The explained_variance is negative (e.g., -4.17), which suggests the value function is not predicting returns accurately. This could be due to:
- A poorly designed reward function.
- Insufficient training data or episodes.
- A mismatch between the environment dynamics and the model's assumptions.

The loss values are negative, which is unusual. This could indicate issues with the reward function or environment setup.

**Exploration**: 
- The entropy_loss values (e.g., -1.07) indicate moderate exploration. If the entropy loss becomes too low, the policy may stop exploring.

## Recommendations

Check the Reward Function:
- Ensure the reward function is well-designed and provides meaningful feedback to the agent.
- Avoid sparse rewards or rewards that are too small in magnitude.

Increase Training Time:
- The model has only completed 10,240 timesteps.

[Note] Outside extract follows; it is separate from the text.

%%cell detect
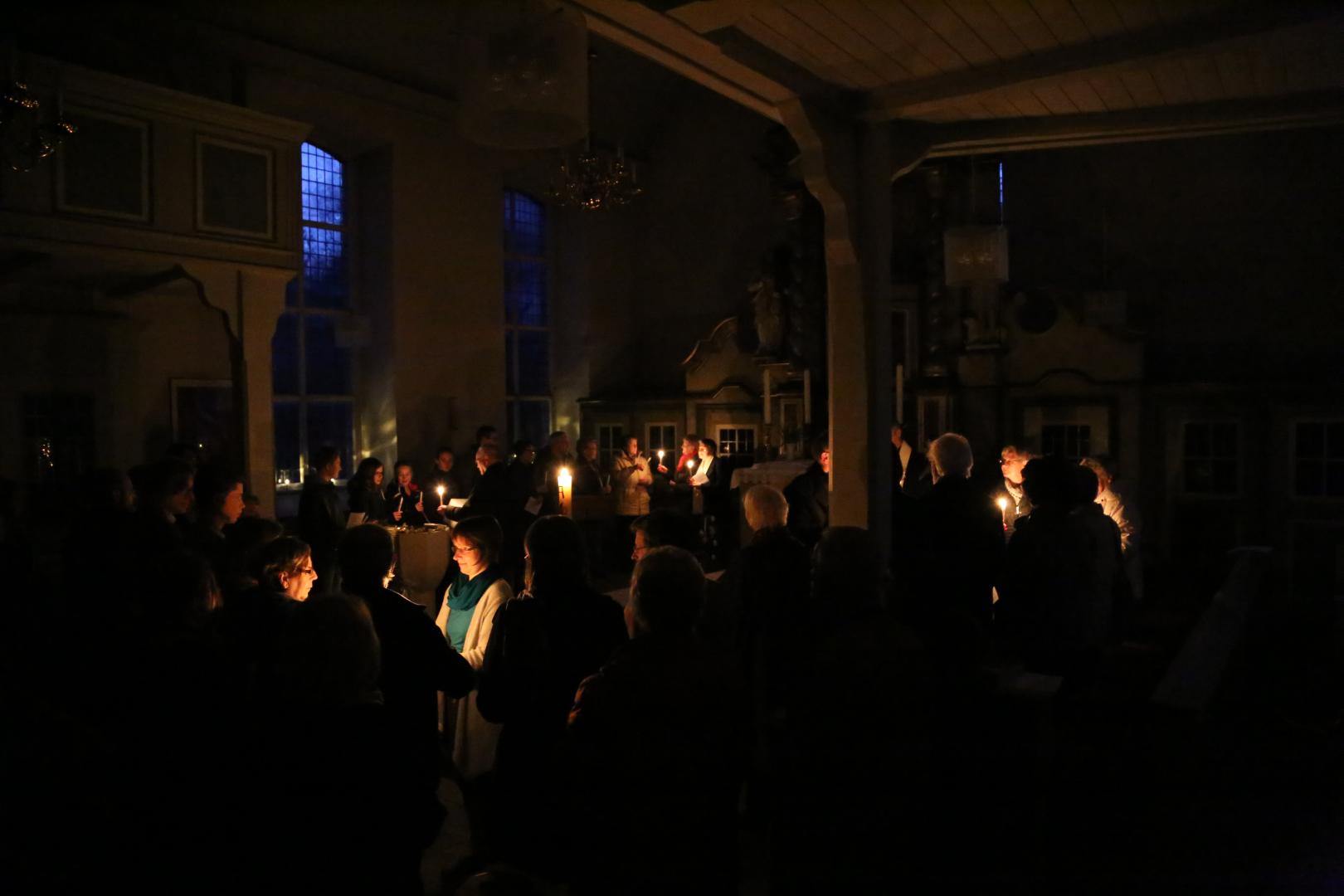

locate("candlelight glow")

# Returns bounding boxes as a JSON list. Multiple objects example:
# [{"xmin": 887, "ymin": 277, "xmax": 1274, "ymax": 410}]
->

Consider training for more timesteps (e.g., 100,000 or more) to allow the model to learn better.

Tune Hyperparameters:
- Experiment with different values for clip_range, learning_rate, and entropy_coeff to improve performance.
- For example, try reducing the learning_rate to 0.0001 or increasing the clip_range to 0.3.

Evaluate the Environment:
- Ensure the environment is providing meaningful observations and rewards.
- Debug the environment to confirm it behaves as expected.

Monitor Progress:
- Continue monitoring the training logs to ensure the explained_variance improves and the loss becomes positive.

## Next Steps

1. Run the training for more timesteps and observe if the metrics improve.

2. If the explained_variance remains negative or the loss stays unusual, revisit the reward function and environment design.

## Conclusion

This project has the potential to significantly improve farming efficiency and sustainability by automating decision-making and optimizing resource usage. By reducing waste and maximizing crop yield, such systems can contribute to more sustainable agricultural practices, addressing global challenges like food security and resource scarcity.

In conclusion, this project serves as a strong foundation for applying AI and machine learning to agriculture, showcasing the transformative potential of these technologies in real-world applications.